In this case, damages for breach of the covenant of quiet enjoyment were based on the judge's finding that the tenants were without heat "during part of the month of January." Contrary to the landlord's argument, the trial judge's implicit finding of at least negligent conduct was supported by evidence suggesting that the landlord responded to the tenants' complaints on January 5, 2018, by making his own ineffectual attempts to repair the problem, and that it was not fixed until several days later at which time, pursuant to an order of the Housing Court, an independent HVAC company was hired to inspect the system and found it to be functioning on January 11, 2018. Cf. Manzaro v. McCann, 401 Mass. 880, 885 (1988) ("The ringing for a day of an alarm which, we infer, was adequate to alert a sleeping tenant in the event of fire cannot be said as a matter of law never to be sufficient interference to justify relief under § 14").

3. Violation of G. L. c. 186, § 15B (2) ( a ). There is no merit to the landlord's argument that interest was not required to be paid on last month's rent. The advance of the last month's rent payment was not deposited in a bank. Therefore, the five percent interest rate was applicable. See G. L. c. 186, § 15B (2) (a ). See also Karaa v. Yim, 86 Mass. App. Ct. 714, 724 (2014).

4. Appellate attorney's fees. The tenants' request for appellate attorney's fees under G. L. c. 186, § 14, and G. L. c. 93A, § 9, is allowed. Within fourteen days of the date of this decision, the tenants shall submit a statement of appellate attorney's fees, with appropriate supporting materials, in accordance with the procedure specified in Fabre v. Walton, 441 Mass. 9, 10-11 (2004), and within fourteen days thereafter, the landlord may submit an opposition to the amounts requested.

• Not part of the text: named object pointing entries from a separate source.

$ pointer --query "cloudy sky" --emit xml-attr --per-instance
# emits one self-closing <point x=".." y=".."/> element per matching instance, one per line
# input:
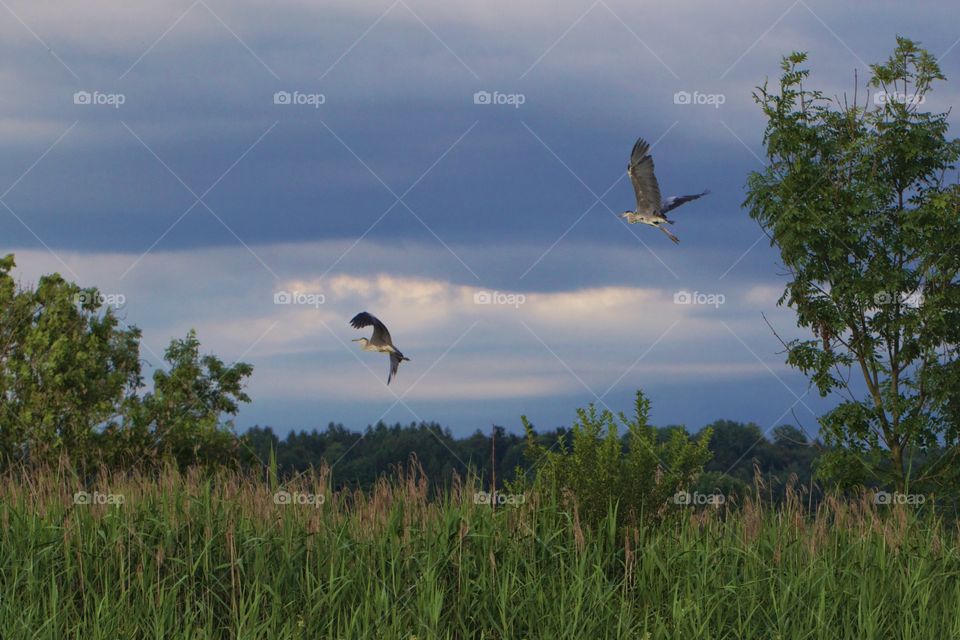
<point x="455" y="169"/>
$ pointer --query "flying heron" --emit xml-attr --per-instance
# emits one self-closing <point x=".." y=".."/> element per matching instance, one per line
<point x="380" y="341"/>
<point x="651" y="209"/>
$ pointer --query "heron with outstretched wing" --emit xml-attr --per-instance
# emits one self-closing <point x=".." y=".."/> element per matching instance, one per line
<point x="651" y="209"/>
<point x="380" y="341"/>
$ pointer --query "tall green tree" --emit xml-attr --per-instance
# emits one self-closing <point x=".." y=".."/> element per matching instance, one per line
<point x="857" y="198"/>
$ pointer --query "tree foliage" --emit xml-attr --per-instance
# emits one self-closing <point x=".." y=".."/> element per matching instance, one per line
<point x="597" y="471"/>
<point x="856" y="198"/>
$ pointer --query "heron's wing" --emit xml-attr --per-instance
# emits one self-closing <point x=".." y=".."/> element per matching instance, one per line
<point x="675" y="239"/>
<point x="380" y="333"/>
<point x="675" y="201"/>
<point x="395" y="359"/>
<point x="644" y="181"/>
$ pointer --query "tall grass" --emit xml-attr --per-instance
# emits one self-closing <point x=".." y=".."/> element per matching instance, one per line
<point x="189" y="556"/>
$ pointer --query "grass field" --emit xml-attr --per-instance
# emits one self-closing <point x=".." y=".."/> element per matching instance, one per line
<point x="187" y="557"/>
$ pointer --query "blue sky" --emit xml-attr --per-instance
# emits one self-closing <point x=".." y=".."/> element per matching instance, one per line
<point x="185" y="190"/>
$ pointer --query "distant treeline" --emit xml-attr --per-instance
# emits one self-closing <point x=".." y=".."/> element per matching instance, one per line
<point x="739" y="451"/>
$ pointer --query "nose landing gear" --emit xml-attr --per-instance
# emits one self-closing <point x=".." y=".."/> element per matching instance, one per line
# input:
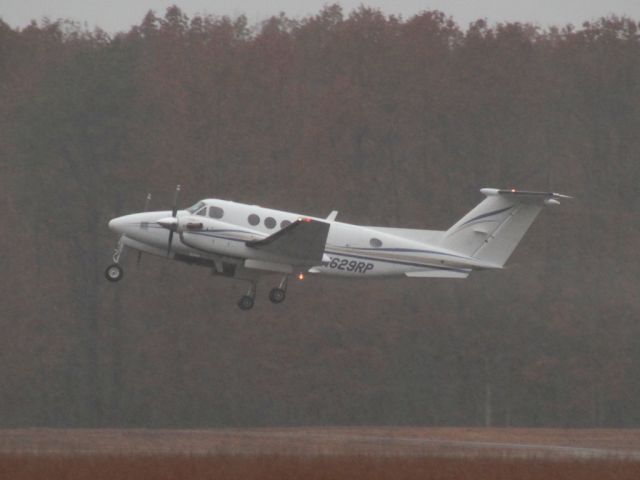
<point x="279" y="293"/>
<point x="114" y="272"/>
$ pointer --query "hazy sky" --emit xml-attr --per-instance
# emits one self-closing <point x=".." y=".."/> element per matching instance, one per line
<point x="114" y="15"/>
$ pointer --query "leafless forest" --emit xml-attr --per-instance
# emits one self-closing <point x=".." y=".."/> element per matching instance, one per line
<point x="393" y="122"/>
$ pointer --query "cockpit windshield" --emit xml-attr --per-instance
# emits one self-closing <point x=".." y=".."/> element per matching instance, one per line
<point x="196" y="207"/>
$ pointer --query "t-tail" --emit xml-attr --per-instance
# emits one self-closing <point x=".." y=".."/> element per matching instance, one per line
<point x="493" y="229"/>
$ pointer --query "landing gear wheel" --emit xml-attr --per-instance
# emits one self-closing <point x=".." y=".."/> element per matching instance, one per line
<point x="246" y="303"/>
<point x="277" y="295"/>
<point x="113" y="273"/>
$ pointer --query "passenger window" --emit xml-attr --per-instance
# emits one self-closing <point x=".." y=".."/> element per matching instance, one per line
<point x="375" y="242"/>
<point x="216" y="212"/>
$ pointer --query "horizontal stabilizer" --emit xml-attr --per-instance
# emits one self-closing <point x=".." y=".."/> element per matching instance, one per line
<point x="301" y="243"/>
<point x="437" y="273"/>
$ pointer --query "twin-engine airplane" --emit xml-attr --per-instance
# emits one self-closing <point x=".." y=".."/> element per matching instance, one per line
<point x="246" y="241"/>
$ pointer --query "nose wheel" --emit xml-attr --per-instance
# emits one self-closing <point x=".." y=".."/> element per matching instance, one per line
<point x="278" y="294"/>
<point x="114" y="273"/>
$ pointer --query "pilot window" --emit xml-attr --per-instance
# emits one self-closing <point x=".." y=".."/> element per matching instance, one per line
<point x="195" y="207"/>
<point x="216" y="212"/>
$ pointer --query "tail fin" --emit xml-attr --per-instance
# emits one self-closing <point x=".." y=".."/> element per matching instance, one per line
<point x="492" y="230"/>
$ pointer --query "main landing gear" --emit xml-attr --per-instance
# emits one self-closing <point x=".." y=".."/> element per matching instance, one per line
<point x="114" y="272"/>
<point x="276" y="295"/>
<point x="247" y="300"/>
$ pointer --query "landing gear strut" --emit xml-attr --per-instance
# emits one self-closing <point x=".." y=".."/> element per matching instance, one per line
<point x="279" y="293"/>
<point x="114" y="272"/>
<point x="246" y="302"/>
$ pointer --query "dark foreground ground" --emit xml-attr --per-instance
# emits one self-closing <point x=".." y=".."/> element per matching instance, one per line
<point x="320" y="453"/>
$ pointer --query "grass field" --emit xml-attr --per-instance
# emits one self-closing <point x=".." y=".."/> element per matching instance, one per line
<point x="321" y="453"/>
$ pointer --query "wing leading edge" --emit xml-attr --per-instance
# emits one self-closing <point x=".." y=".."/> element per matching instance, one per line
<point x="301" y="243"/>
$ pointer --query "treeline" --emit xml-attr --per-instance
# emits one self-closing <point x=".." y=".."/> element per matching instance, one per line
<point x="391" y="121"/>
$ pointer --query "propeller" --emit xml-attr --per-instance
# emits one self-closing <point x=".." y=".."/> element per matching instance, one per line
<point x="171" y="224"/>
<point x="146" y="208"/>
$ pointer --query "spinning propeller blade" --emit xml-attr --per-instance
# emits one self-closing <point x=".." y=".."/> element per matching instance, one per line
<point x="173" y="214"/>
<point x="146" y="208"/>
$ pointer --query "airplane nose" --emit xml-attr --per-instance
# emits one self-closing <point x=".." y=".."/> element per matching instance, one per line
<point x="116" y="224"/>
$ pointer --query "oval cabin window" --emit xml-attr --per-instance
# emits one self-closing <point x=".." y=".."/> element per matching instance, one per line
<point x="270" y="222"/>
<point x="216" y="212"/>
<point x="375" y="242"/>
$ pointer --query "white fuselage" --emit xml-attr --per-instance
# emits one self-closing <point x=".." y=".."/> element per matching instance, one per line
<point x="350" y="250"/>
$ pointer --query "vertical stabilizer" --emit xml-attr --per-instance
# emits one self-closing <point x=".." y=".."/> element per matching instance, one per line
<point x="492" y="230"/>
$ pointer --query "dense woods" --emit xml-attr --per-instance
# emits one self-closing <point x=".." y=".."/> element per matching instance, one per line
<point x="393" y="122"/>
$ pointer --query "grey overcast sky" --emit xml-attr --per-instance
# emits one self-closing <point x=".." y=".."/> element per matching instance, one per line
<point x="116" y="15"/>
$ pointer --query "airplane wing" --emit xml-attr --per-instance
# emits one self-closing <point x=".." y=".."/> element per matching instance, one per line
<point x="301" y="243"/>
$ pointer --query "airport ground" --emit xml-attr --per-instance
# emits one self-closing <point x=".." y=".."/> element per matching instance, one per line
<point x="319" y="453"/>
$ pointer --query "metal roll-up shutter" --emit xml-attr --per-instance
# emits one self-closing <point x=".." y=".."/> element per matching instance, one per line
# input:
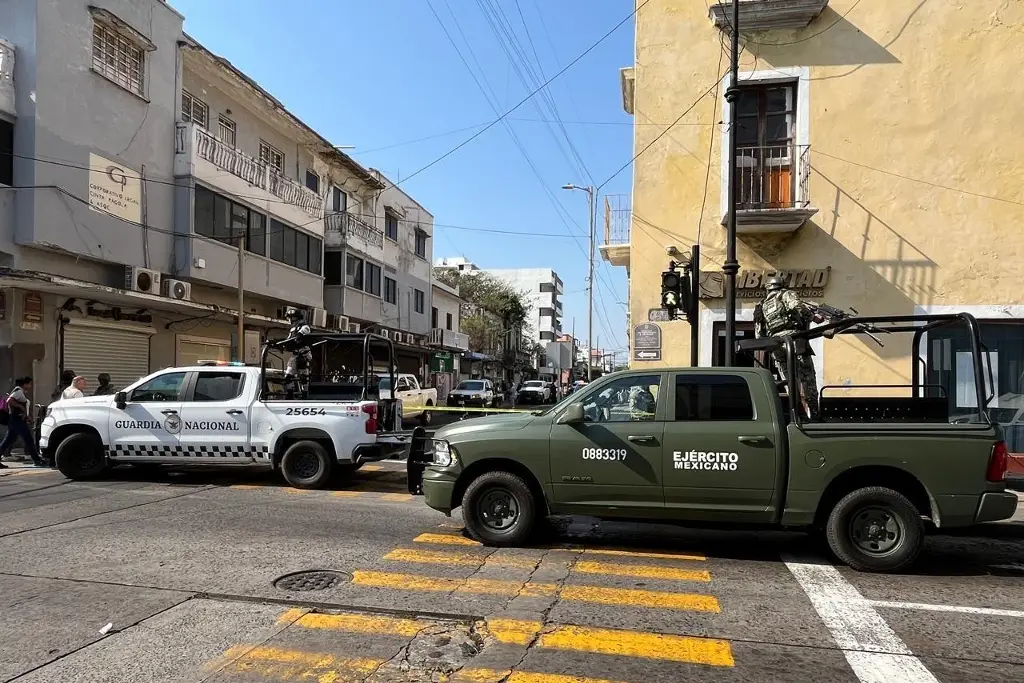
<point x="122" y="353"/>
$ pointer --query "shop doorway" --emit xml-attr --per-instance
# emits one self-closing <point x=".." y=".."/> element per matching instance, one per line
<point x="743" y="331"/>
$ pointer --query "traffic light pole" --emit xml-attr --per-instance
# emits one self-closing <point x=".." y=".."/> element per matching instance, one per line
<point x="731" y="265"/>
<point x="694" y="312"/>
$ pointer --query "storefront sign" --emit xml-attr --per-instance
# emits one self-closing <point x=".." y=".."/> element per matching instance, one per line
<point x="751" y="284"/>
<point x="647" y="336"/>
<point x="115" y="189"/>
<point x="117" y="314"/>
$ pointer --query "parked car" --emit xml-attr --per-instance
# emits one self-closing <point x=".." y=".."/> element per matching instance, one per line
<point x="535" y="391"/>
<point x="474" y="393"/>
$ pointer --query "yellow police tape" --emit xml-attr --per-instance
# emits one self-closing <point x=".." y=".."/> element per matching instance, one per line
<point x="454" y="409"/>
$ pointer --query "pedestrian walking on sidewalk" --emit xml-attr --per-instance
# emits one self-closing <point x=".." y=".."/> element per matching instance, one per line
<point x="18" y="422"/>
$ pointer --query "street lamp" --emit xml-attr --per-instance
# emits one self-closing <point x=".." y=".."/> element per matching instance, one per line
<point x="590" y="280"/>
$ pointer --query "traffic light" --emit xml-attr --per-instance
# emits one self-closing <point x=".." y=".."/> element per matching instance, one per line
<point x="675" y="291"/>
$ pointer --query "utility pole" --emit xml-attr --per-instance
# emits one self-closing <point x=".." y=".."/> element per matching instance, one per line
<point x="592" y="196"/>
<point x="242" y="284"/>
<point x="731" y="265"/>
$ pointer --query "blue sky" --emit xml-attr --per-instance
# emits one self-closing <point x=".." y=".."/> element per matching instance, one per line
<point x="383" y="74"/>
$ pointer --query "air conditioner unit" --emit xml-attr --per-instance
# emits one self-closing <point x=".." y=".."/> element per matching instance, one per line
<point x="176" y="289"/>
<point x="141" y="280"/>
<point x="318" y="317"/>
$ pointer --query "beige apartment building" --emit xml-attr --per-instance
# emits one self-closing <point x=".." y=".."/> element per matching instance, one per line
<point x="879" y="168"/>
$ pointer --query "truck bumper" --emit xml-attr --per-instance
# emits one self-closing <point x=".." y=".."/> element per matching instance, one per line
<point x="995" y="506"/>
<point x="437" y="491"/>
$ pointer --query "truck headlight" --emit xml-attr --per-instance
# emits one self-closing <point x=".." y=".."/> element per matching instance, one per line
<point x="443" y="454"/>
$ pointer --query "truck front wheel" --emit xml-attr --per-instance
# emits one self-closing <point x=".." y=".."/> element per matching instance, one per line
<point x="876" y="529"/>
<point x="499" y="509"/>
<point x="306" y="465"/>
<point x="81" y="457"/>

Conclusion. The judgments entered May 9, 2018, and June 11, 2018, are affirmed.

So ordered.

Affirmed.


Summaries of

Couture v. Sloan

COMMONWEALTH OF MASSACHUSETTS APPEALS COURT
Jan 10, 2020
96 Mass. App. Ct. 1116 (Mass. App. Ct. 2020)
Case details for

Couture v. Sloan

Case Details

Full title:KENNETH R. COUTURE & another v. AMANDA SLOAN & another.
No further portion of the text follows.